Third, they argue that relative statistics hide the impact of the effect, whereas risk differences most clearly convey the effect, using this to justify their meta-analysis of risk differences. We agree that absolute effect measures convey more useful information. However, the use of relative measures in a meta-analysis is not a barrier to re-expressing the treatment effect in absolute terms, e.g. as a number needed to treat to benefit or harm, or a risk difference.
Prochaska and Hilton also cite Vandermeer and colleagues’ analysis of 1613 meta-analyses , claiming that they showed the Peto odds ratio to be particularly biased. Vandermeer in fact compared results of asymptotic methods with meta-analytical techniques based on ‘permutation’ or ‘exact’ methods. As with the current study, Vandermeer did not know what the true result was, so was unable to indicate that one method was biased, only that methods gave different results.
Finally they imply that the Peto odds ratio method must be biased because it produces the most extreme values of odds ratios for the individual studies. This is a misunderstanding of the way in which the method should be applied – it is designed to compute an overall meta-analytical statistic and not for computation of estimates of odds ratios for individual studies. The strength of the Peto method is that it aggregates within-trial comparisons across trials in a way that avoids the need for the arbitrary addition of 0.5 events to some treatment groups in which no events were observed. It is this arbitrary addition that causes both the Mantel-Haenszel risk ratio and odds ratio to be similar, and the Mantel-Haenszel odds ratio to be smaller than the Peto odds ratio.
The rigorous approach to understanding bias in statistical methods is to undertake simulation studies, where the investigators create data with known true treatment effects, apply the alternative statistical methods and examine how the estimates compare with the truth. Such studies can investigate bias in the treatment effect, the coverage of confidence intervals, the correctness of P-values, and the power that different methods have to detect differences. One of us undertook and reported such a study of statistical methods for meta-analysis of rare events, and found evidence that the methods to be recommended in practice exactly are the opposite to the recommendation of Prochaska and Hilton, with the Peto method being the least biased and most powerful in situations where event rates were around 1% . Notably, whilst the Mantel-Haenszel risk difference method produced relatively unbiased estimates of treatment effects, the method was shown to be seriously limited in its ability to detect real differences, as its confidence intervals are wide, giving poor statistical power. It is thus unsuitable for meta-analysis of rare events, as it reduces the chance of real increases in rare adverse events being detected, with the subsequent possibility that patients continue to be exposed to harmful effects of some medications.

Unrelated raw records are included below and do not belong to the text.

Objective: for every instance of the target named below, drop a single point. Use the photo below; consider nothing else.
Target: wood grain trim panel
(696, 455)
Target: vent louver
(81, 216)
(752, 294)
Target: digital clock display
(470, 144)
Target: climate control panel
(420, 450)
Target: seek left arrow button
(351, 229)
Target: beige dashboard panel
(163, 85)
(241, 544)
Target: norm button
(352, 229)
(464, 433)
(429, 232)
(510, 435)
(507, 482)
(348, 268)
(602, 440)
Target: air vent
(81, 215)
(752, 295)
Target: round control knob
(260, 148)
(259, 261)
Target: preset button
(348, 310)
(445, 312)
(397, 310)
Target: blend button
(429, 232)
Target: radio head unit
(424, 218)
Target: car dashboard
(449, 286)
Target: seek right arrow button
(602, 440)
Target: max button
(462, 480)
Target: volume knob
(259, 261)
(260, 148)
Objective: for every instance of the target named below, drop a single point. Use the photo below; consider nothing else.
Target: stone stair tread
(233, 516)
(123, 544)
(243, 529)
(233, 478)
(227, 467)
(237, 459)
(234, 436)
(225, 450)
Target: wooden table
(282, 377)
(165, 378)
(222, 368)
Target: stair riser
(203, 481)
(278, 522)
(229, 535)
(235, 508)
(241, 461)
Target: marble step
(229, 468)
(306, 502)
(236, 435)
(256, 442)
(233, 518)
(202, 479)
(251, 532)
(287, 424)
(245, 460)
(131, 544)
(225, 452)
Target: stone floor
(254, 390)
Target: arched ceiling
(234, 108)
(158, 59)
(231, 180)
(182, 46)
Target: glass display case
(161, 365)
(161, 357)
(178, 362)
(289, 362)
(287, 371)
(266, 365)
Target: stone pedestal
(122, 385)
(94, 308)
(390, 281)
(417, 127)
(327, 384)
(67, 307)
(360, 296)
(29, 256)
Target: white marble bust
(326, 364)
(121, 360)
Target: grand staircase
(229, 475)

 Prochaska J, Hilton J. Risk of serious adverse cardiovascular events associated with varenicline use for tobacco cessation: systematic review and meta-analysis. BMJ. 2012;344(e2856)
 Vandermeer B, Bialy L, Hooton N, Hartling L, Klassen TP, Johnston BC, et al. Meta-analyses of safety data: a comparison of exact versus asymptotic methods. Stat Methods Med Res 2009;18:421-32.
 Bradburn MJ, Deeks JJ, Berlin JA, Russell Localio A. Much ado about nothing: a comparison of the performance of meta-analytical methods with rare events. Stat Med 2007;26:53-77.